The Indianapolis Star has appointed a new editor, who is quoted in this morning’s edition promising “news you can use.” This catchphrase has come into increased use as newspaper readership has continued to decline–not just in Indianapolis, but nationally.
The problem is that no one completes the sentence. Those who toss off the phrase do not proceed to the important issue, which is: use for what?
In my opinion, the news citizens can use is information about their common institutions–including but not limited to government, and especially local government. Judging from what the newspapers are actually covering, however, they consider “news you can use” to be reviews of local restaurants, diet and home decorating tips, and sports. Not–as they used to say on Seinfeld–that there is anything wrong with that. At least, there wouldn’t be anything wrong with that if these stories were being served as “dessert” rather than the main course.
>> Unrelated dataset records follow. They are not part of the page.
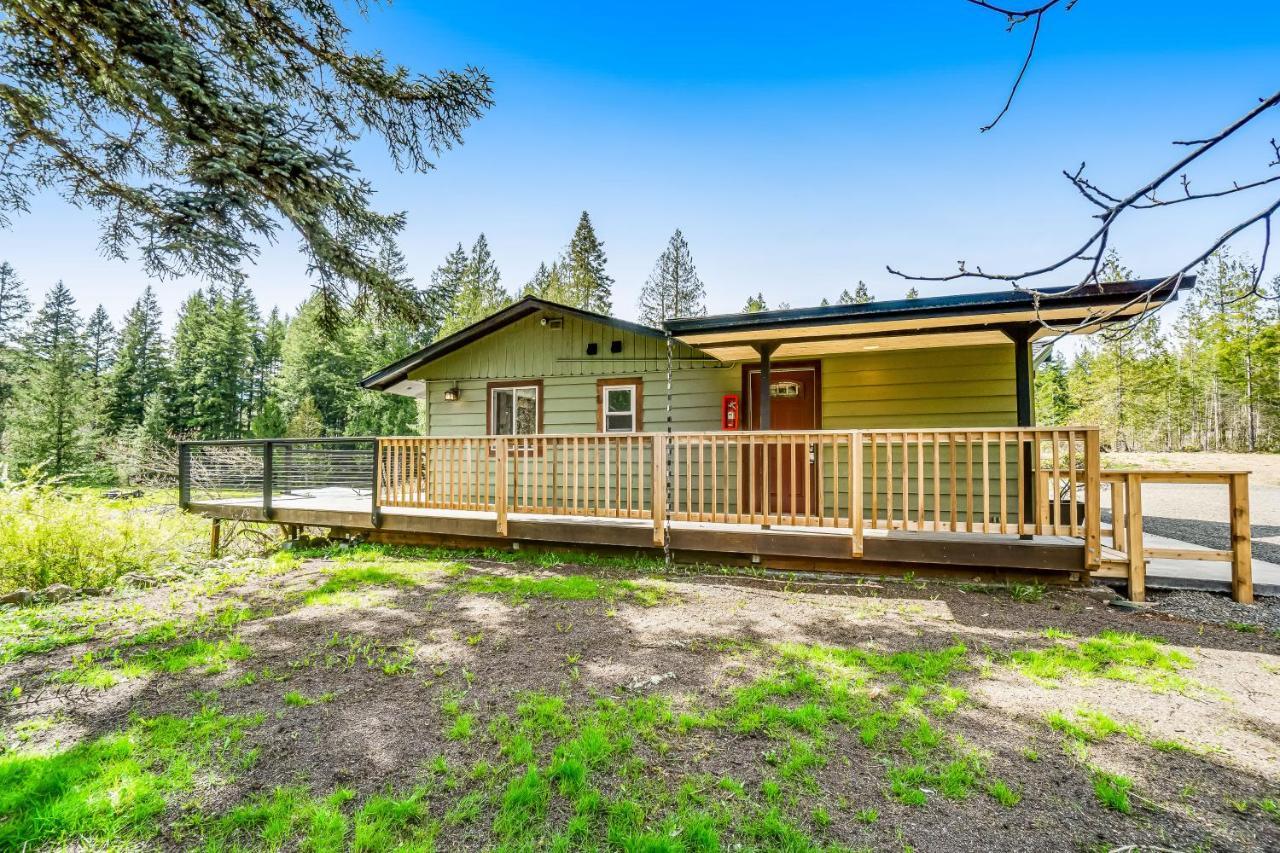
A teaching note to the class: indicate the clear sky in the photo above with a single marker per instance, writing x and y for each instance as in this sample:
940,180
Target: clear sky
800,146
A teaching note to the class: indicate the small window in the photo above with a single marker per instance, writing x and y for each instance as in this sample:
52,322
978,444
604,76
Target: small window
513,411
618,413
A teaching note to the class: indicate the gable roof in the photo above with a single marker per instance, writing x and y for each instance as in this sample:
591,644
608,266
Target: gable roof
961,319
526,306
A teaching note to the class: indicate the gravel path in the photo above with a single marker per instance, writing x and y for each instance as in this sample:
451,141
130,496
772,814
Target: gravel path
1214,607
1198,514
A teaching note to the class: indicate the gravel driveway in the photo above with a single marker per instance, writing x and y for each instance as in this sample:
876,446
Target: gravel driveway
1200,514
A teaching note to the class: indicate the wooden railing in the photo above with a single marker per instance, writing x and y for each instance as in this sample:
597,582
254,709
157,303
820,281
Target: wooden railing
1028,482
1127,530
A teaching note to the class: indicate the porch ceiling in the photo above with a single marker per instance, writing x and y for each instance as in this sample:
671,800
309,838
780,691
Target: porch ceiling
910,324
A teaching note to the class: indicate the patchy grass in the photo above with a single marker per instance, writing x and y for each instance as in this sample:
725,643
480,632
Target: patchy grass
339,588
1110,655
115,788
520,588
1112,790
757,744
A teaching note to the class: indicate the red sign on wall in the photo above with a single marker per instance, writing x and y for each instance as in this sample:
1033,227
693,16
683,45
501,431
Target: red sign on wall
728,411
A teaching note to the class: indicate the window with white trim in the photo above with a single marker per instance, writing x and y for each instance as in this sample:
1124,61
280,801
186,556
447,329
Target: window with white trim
618,409
513,411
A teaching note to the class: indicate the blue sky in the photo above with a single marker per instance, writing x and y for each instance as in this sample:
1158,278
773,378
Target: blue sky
800,147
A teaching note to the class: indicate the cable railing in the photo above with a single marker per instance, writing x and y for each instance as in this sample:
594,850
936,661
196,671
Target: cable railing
1025,482
279,471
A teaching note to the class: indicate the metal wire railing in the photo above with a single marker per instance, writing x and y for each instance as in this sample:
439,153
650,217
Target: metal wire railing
279,471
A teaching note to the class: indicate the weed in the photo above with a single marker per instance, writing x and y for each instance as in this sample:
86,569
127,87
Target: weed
1004,794
520,588
1110,655
113,788
1112,790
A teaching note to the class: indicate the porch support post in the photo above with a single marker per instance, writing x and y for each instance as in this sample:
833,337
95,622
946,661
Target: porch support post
766,351
499,496
1242,559
1025,396
215,538
375,511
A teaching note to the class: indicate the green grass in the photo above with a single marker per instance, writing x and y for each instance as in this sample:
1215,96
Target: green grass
114,788
1110,655
520,588
1112,790
104,671
54,534
338,588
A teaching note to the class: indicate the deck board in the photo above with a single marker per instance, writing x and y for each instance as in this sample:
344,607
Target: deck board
784,546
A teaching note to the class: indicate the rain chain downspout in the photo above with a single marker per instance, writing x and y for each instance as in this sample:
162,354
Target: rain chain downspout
671,471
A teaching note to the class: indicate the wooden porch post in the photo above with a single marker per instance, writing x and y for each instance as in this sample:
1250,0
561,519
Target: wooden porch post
501,487
1092,501
1025,397
766,351
659,491
1242,560
1137,574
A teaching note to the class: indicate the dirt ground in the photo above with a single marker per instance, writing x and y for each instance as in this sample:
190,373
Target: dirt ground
1200,514
737,711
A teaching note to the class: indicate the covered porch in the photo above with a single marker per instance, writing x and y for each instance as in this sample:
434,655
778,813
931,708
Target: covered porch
944,501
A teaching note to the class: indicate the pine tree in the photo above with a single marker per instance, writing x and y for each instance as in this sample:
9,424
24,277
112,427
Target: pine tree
141,364
14,306
442,295
191,368
200,128
481,292
673,287
270,422
100,345
319,369
100,351
268,347
589,286
228,384
549,283
49,425
1054,405
374,413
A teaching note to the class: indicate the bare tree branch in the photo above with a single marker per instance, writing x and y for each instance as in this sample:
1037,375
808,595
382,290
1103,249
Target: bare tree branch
1016,17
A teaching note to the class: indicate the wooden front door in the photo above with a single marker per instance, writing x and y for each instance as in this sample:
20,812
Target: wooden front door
795,406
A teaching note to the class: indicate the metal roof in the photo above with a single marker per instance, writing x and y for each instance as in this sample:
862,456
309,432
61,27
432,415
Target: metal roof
526,306
963,319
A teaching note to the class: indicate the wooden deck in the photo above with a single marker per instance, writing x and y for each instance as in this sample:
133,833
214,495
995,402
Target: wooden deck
1052,559
960,502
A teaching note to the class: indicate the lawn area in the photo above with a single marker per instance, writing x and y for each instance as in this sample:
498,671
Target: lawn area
374,699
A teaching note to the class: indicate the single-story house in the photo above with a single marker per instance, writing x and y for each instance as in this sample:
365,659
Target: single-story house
965,360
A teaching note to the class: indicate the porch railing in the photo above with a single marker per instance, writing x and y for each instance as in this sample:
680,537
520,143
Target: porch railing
1027,482
1024,482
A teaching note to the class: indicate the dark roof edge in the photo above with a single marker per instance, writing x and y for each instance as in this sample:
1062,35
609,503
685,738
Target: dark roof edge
519,310
958,304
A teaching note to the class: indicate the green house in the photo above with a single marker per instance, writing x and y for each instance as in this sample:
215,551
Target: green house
952,361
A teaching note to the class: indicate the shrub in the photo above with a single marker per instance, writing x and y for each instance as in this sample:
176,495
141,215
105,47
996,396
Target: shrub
51,534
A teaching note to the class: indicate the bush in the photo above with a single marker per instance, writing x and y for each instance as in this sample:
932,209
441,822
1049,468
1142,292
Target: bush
51,534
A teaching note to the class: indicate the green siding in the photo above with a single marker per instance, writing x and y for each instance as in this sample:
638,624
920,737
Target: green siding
920,388
528,350
894,388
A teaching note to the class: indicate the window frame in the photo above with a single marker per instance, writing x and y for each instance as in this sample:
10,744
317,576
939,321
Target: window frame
602,387
490,410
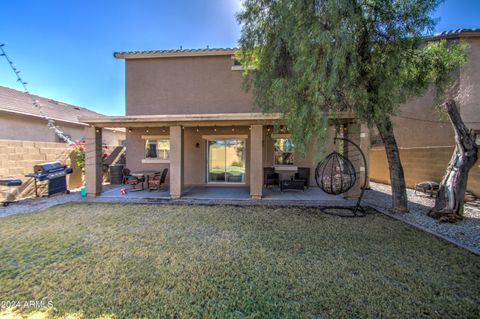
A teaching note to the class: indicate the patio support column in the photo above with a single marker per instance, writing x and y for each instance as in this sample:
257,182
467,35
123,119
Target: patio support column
176,162
353,134
256,161
365,146
93,161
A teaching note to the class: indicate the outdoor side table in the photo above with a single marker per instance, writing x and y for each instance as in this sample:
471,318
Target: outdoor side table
298,184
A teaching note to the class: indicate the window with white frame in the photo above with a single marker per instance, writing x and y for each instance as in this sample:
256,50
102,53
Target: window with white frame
283,151
157,148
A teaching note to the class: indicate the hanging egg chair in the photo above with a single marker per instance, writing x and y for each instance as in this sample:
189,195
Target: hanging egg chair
335,174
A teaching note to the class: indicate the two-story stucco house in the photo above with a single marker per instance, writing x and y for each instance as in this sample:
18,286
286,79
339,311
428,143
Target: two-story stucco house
186,110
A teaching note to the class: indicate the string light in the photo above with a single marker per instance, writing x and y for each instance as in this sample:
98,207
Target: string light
35,103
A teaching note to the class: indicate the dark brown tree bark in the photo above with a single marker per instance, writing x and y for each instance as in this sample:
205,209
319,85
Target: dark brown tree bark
449,202
397,177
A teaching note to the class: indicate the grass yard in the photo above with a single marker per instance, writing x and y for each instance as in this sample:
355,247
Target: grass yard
126,261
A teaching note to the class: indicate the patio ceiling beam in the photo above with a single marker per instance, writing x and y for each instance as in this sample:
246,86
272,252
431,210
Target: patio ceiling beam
194,120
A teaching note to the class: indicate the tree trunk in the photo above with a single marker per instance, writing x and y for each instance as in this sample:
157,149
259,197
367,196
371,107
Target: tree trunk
449,202
397,178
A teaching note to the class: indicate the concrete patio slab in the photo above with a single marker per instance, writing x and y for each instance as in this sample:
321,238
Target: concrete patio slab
310,194
114,192
226,193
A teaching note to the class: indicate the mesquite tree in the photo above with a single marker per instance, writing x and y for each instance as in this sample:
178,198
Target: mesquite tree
310,58
449,202
444,73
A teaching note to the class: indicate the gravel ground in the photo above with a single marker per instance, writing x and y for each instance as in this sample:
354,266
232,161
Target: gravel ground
465,234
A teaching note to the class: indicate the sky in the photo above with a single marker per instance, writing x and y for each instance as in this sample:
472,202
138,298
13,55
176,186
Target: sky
64,48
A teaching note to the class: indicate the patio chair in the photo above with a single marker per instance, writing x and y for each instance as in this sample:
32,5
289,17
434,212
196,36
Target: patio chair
303,173
157,180
129,179
270,177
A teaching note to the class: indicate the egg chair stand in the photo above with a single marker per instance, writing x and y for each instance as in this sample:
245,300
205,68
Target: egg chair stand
336,175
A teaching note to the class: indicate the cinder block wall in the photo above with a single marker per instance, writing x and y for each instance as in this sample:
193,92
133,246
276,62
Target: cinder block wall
420,164
17,158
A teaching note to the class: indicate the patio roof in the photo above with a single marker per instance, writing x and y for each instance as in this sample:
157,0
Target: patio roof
219,119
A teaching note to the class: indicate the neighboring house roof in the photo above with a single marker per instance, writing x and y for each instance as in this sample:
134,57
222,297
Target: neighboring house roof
17,102
460,33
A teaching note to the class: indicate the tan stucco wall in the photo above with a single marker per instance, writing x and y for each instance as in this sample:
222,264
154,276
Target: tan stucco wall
420,164
27,128
470,87
415,133
189,85
425,147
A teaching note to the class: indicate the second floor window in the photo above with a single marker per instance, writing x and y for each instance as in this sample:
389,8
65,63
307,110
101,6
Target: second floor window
283,151
157,149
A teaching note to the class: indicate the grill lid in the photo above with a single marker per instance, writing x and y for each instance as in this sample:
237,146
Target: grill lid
46,168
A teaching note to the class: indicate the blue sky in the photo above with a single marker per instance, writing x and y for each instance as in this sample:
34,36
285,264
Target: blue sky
64,48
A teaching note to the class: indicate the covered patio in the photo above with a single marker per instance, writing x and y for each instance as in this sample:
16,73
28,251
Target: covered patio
224,193
188,162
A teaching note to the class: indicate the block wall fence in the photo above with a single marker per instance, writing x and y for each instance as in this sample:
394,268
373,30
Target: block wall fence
420,164
17,159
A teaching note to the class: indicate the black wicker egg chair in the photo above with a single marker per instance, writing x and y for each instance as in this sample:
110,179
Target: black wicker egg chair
336,175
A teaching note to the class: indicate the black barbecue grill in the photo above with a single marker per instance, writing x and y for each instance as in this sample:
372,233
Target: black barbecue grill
56,175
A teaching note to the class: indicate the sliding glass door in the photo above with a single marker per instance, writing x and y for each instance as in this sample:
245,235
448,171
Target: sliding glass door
226,161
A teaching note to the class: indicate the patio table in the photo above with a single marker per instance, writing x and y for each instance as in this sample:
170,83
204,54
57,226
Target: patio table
143,175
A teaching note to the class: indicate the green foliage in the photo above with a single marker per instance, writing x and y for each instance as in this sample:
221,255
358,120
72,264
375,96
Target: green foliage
307,59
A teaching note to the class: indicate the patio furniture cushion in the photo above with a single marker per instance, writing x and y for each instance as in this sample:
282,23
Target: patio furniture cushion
10,182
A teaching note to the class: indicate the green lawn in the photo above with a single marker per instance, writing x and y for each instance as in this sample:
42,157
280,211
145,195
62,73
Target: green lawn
104,260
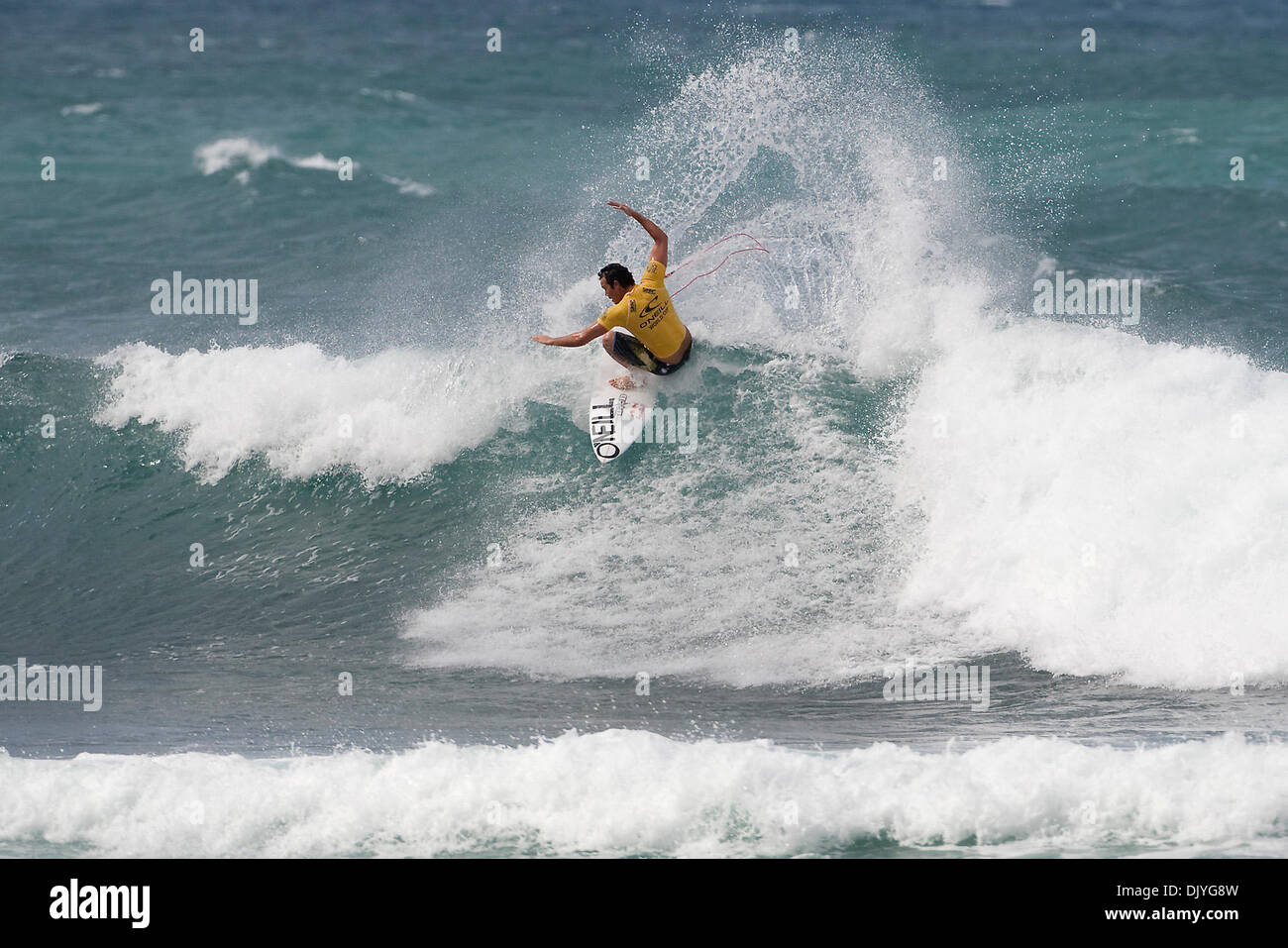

The new editor also promises an emphasis on journalism’s time-honored watchdog role. I hope that isn’t just rhetoric, but I’m dubious. Genuine watchdog coverage requires resources–enough reporters with enough time to investigate and monitor a wide variety of important government agencies and functions. The Star has experienced wave after wave of layoffs that have left it with a skeletal reporting operation, leaving the paper’s capacity to provide genuine journalism an open question.
What residents of central Indiana could use is a real newspaper. I’m not holding my breath.